To solve this problem, we analyze the motion of train A relative to train B. This simplifies the problem to a single object (A) moving towards a stationary target (B).

Let the frame of reference be fixed to train B. The initial velocity of train A relative to train B is:

$$v_{rel, i} = v_1 - v_2$$

Since $v_1 > v_2$, train A is approaching train B.

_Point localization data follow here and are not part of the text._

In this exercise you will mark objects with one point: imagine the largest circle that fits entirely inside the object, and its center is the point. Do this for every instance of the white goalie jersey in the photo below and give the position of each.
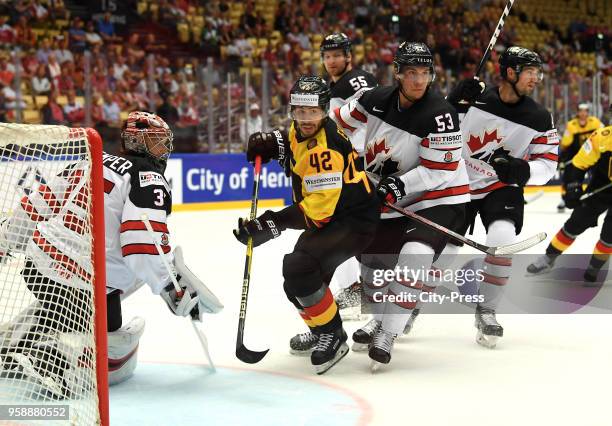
(49, 224)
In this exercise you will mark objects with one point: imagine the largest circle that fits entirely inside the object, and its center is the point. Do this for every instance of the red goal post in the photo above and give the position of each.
(34, 161)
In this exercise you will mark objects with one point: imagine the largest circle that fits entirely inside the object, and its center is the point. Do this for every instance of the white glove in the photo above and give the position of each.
(196, 300)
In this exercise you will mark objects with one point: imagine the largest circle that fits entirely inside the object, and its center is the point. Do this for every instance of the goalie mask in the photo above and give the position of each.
(149, 134)
(309, 99)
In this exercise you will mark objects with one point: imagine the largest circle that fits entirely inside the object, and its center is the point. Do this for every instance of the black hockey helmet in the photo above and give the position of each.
(413, 53)
(310, 90)
(336, 41)
(517, 58)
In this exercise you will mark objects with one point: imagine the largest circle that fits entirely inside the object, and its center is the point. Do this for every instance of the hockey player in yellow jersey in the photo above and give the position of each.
(577, 131)
(335, 205)
(595, 156)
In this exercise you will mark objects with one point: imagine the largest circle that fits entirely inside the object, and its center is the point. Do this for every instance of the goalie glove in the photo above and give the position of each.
(262, 229)
(268, 146)
(196, 299)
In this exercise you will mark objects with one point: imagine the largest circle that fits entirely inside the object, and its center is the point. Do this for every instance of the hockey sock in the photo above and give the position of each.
(414, 262)
(307, 320)
(322, 310)
(496, 268)
(560, 242)
(374, 287)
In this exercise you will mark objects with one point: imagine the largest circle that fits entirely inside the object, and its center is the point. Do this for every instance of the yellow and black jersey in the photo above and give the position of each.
(575, 134)
(327, 180)
(596, 156)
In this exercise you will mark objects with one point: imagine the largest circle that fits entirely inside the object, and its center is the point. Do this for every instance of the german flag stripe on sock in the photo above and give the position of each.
(307, 319)
(324, 311)
(602, 248)
(561, 241)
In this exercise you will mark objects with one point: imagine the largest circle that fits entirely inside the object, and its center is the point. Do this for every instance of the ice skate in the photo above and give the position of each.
(330, 348)
(349, 302)
(303, 344)
(542, 265)
(380, 351)
(561, 207)
(489, 330)
(590, 277)
(363, 336)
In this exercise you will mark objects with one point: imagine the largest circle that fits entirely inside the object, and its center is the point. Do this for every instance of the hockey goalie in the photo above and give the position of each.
(47, 342)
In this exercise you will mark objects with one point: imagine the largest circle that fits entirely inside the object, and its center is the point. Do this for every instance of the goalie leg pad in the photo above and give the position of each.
(123, 350)
(208, 302)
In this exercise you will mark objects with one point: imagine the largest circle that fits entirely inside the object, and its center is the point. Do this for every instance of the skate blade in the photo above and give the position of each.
(374, 366)
(486, 341)
(295, 352)
(47, 383)
(535, 274)
(360, 347)
(341, 353)
(353, 313)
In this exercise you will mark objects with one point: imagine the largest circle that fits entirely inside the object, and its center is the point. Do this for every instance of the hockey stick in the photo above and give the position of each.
(242, 353)
(493, 40)
(596, 191)
(493, 251)
(536, 196)
(179, 291)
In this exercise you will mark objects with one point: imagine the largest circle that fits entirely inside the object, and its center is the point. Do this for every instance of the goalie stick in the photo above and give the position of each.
(493, 40)
(179, 291)
(242, 353)
(493, 251)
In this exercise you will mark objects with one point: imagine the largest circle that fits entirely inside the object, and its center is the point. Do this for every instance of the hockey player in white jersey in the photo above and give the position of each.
(509, 141)
(48, 225)
(345, 81)
(413, 155)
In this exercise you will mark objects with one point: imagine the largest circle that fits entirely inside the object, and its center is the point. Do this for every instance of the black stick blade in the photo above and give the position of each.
(248, 356)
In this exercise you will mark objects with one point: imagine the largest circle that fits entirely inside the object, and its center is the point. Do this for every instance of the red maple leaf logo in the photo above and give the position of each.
(374, 149)
(476, 143)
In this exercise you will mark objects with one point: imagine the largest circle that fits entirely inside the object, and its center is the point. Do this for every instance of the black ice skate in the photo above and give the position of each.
(349, 302)
(590, 276)
(561, 207)
(542, 265)
(380, 351)
(489, 330)
(330, 349)
(303, 344)
(363, 336)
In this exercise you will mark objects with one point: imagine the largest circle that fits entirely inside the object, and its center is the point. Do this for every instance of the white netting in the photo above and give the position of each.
(47, 345)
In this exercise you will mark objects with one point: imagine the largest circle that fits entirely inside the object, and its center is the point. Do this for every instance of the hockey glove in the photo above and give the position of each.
(268, 146)
(511, 170)
(262, 229)
(468, 90)
(391, 190)
(571, 194)
(183, 304)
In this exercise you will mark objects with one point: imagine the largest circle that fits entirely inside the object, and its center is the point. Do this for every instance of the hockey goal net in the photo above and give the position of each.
(52, 281)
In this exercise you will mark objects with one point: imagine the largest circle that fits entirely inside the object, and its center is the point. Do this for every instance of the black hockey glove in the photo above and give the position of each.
(468, 90)
(511, 170)
(391, 190)
(267, 145)
(262, 229)
(571, 194)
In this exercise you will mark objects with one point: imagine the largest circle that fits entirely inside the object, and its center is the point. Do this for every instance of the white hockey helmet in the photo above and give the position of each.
(147, 133)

The acceleration of train A relative to train B is:

$$a_{rel} = a_A - a_B$$

Train A has a constant deceleration of magnitude $a$, so $a_A = -a$. Train B moves at a constant velocity, so $a_B = 0$.

$$a_{rel} = -a$$

The initial separation distance is $s$. To avoid a collision, train A must reduce its relative velocity to zero before or exactly when it has covered the initial separation distance $s$. The minimum deceleration occurs at the critical condition where the final relative velocity becomes zero precisely after covering the distance $s$.

$$v_{rel, f} = 0$$

We use the time-independent kinematic equation relating displacement, initial velocity, final velocity, and acceleration:

$$v_f^2 = v_i^2 + 2 a \Delta x$$

Applying this to the relative motion:

$$v_{rel, f}^2 = v_{rel, i}^2 + 2 a_{rel} s$$

Substituting the relative quantities into the equation:

$$0^2 = (v_1 - v_2)^2 + 2(-a)s$$

Now, we solve for the deceleration $a$:

$$0 = (v_1 - v_2)^2 - 2as$$ $$2as = (v_1 - v_2)^2$$ $$a = \frac{(v_1 - v_2)^2}{2s}$$

This value represents the minimum magnitude of deceleration required to prevent a collision. Therefore, the deceleration $a$ must be at least this large.